In a comment way back the middle of last month, Bryan linked to one of my favorite bits in “The Right Stuff” (which is saying something, since I love all of that film). It’s the scene in which The Media (portrayed throughout the film as an overexcited colonial animal constantly emitting motor-drive sounds like the ever-present background noise of crickets in the night) ask Dennis Quaid’s Gordon Cooper, “Who was the best pilot you ever saw?”
Cooper beams, and the viewer smiles with him, because we know the character loves to pose that question rhetorically, and answer it himself with, “You’re lookin’ at him.”
But then he gets serious, and says thoughtfully, hesitantly, in a low voice:
Who is the best pilot I ever saw? I’ll tell you. I’ve seen a lot of them, and most of them were pictures on a wall… back at some place that… doesn’t even exist anymore….

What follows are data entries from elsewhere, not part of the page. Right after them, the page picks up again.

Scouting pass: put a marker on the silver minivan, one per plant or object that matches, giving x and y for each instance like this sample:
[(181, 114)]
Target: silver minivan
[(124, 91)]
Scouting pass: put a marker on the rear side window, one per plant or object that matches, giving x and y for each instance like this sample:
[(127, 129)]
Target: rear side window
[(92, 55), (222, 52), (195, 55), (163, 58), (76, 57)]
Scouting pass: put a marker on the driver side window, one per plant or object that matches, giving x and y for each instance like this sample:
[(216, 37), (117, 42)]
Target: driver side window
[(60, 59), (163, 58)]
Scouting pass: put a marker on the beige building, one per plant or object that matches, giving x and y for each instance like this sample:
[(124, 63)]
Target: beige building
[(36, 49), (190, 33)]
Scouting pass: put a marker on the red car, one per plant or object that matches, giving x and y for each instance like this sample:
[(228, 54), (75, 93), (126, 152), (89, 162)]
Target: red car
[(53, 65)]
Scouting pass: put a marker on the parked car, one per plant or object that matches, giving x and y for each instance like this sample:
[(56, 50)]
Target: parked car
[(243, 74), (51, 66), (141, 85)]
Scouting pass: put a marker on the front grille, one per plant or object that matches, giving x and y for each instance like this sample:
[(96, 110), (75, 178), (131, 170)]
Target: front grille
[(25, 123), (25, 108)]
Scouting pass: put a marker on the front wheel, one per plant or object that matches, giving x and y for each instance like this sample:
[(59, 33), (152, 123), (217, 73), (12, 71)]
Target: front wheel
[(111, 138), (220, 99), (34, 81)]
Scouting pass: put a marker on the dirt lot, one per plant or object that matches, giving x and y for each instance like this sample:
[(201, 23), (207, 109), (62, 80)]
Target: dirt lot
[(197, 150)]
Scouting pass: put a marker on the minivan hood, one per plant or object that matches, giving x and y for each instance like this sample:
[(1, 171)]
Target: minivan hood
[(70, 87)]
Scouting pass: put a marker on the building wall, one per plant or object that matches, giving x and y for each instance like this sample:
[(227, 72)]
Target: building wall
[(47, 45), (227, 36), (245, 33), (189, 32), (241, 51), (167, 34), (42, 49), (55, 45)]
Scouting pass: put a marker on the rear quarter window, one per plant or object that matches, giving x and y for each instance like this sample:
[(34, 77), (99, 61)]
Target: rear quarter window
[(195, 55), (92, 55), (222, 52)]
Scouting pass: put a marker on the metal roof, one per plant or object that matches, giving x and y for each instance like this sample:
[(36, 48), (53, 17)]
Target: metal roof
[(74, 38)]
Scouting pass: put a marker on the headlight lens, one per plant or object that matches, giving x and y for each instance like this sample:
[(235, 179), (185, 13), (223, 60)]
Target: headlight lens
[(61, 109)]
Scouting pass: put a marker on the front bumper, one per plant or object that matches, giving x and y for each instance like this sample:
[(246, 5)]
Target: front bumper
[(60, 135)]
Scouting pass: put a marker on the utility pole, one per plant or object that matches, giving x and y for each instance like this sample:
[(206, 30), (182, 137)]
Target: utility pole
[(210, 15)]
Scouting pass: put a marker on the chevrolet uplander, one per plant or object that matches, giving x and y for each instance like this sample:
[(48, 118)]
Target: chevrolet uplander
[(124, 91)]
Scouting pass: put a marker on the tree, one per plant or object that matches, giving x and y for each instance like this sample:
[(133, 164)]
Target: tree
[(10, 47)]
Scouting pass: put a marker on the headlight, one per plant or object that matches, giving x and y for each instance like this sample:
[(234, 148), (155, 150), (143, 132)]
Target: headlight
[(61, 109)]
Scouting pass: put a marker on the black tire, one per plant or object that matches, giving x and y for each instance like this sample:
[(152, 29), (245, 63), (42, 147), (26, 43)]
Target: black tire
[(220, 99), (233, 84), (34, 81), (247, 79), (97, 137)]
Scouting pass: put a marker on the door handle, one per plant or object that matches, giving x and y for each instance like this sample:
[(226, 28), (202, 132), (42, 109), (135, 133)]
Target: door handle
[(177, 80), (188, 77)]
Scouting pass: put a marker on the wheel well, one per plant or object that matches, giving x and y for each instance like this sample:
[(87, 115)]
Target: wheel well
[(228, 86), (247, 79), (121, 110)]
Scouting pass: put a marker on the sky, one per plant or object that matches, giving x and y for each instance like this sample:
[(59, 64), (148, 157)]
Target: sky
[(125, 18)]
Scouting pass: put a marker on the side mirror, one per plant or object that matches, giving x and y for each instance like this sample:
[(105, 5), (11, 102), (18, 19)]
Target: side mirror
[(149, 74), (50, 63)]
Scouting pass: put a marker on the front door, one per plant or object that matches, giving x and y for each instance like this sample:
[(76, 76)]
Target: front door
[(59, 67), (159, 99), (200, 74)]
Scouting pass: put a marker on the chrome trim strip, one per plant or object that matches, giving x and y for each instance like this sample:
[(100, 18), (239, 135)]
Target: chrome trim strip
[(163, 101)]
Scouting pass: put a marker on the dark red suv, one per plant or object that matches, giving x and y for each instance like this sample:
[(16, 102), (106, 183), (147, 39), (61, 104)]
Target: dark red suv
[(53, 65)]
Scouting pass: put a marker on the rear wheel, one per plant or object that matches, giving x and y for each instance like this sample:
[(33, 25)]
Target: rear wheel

That’s a reference to Pancho’s Happy Bottom Riding Club, a run-down, low-rent bar and grill (as portrayed in the film, anyway) in the desert outside Edwards Air Force Base, where test pilots who had been killed in the line of duty were honored by having their pictures nailed up behind the bar. Pancho’s had burned down a number of years before Cooper became an astronaut.
Well, I just had a moment of wistful remembrance like that of Cooper’s.
I was on my way to an appointment on Market Street, which runs between Bluff Road and Key Road just south of Williams-Brice Stadium. And as I turned off George Rogers onto Key, I was shocked to see that the building housing The State‘s (and The Columbia Record‘s) former offices, there in the shadow of the stadium, was just gone, and something else was being built in its place. Even the little parking lot in front had been dug up.
That was where I worked for the first year I was at The State. We moved to the new building in 1988, and SC ETV bought the building. I knew that ETV had stopped using it, and had seen it looking rather derelict lately.
And most of my memories of The State were down the road in the new building. And I was pretty stressed that one year in the old building, trying to get acclimated to a new paper after my years in Tennessee and Kansas. I didn’t really settle in and start to enjoy myself until after we moved.
Still, it was a bit of a shock.
So I guess I’ll recover the way Gordo did when the journalists were too thick to follow his humble, honest effort to answer the question.
I’ll just give a cocky grin and say, “Who’s the best editor you ever saw? You’re lookin’ at him!”